Newzoo notes that Game Pass helps more titles secure visibility and trial than they otherwise might. In other words, Xbox players may be sampling and playing a broader selection of games, but that does not always translate directly into traditional software revenue.
That is both the promise and the complication of subscription-led ecosystems. They can improve discoverability and player reach, especially for games that would struggle to break into the spending charts on their own. But they also make raw revenue share a less complete way to judge commercial impact.
RPGs and adventure games remain particularly popular on Xbox as well, reinforcing the idea that players on both major console platforms still gravitate toward large, content-rich experiences.
What this means for the industry
The big takeaway here is not that the Top 20 no longer matters. It absolutely does. On console in particular, the biggest franchises still hoard spending like dragons sitting on piles of branded treasure.
What is changing is the value of everything beneath them.
On PC, that lower tier is becoming materially more important, both in revenue and in playtime. That creates more room for premium releases, older catalog games, and genre standouts that may never crack the absolute top echelon but can still build healthy businesses.
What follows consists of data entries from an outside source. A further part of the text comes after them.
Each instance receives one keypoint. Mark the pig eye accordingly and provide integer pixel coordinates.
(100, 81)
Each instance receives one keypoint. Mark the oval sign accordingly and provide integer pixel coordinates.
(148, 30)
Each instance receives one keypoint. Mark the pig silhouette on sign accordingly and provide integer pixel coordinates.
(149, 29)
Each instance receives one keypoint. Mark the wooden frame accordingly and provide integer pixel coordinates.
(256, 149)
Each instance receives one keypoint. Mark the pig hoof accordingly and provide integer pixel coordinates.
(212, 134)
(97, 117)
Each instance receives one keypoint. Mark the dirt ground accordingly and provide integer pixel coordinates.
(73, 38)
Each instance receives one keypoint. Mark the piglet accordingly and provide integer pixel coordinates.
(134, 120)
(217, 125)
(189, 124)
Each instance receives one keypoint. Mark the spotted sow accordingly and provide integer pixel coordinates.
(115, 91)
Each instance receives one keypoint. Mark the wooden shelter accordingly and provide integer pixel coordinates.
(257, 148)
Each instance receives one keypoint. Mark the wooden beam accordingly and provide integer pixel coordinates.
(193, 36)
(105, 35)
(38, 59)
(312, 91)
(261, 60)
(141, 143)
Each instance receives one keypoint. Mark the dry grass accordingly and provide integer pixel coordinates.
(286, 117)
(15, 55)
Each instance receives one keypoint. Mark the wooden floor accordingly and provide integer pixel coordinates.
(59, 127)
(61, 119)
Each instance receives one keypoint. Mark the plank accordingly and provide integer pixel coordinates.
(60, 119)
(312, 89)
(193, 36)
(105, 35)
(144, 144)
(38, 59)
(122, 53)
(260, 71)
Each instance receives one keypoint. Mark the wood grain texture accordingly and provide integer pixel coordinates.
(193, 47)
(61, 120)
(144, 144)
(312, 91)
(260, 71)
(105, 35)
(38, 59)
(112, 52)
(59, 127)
For publishers and developers, that is encouraging news. It suggests there is more commercial life outside the ultra-elite than there was a few years ago. For players, it reflects a market that feels more diverse in practice, even if the headlines still tend to obsess over the same handful of giants.
The bottom line
PC gaming is not suddenly a perfectly balanced ecosystem where every worthy game gets its due. Let’s not get carried away. But Newzoo’s data does show a meaningful broadening of where time and money are going below the Top 20.
Console markets, meanwhile, remain much more concentrated, even as playtime starts to spread more widely across lower-ranked titles.
So yes, the giants still rule. But on PC at least, the kingdom underneath them is looking a lot more valuable than it used to.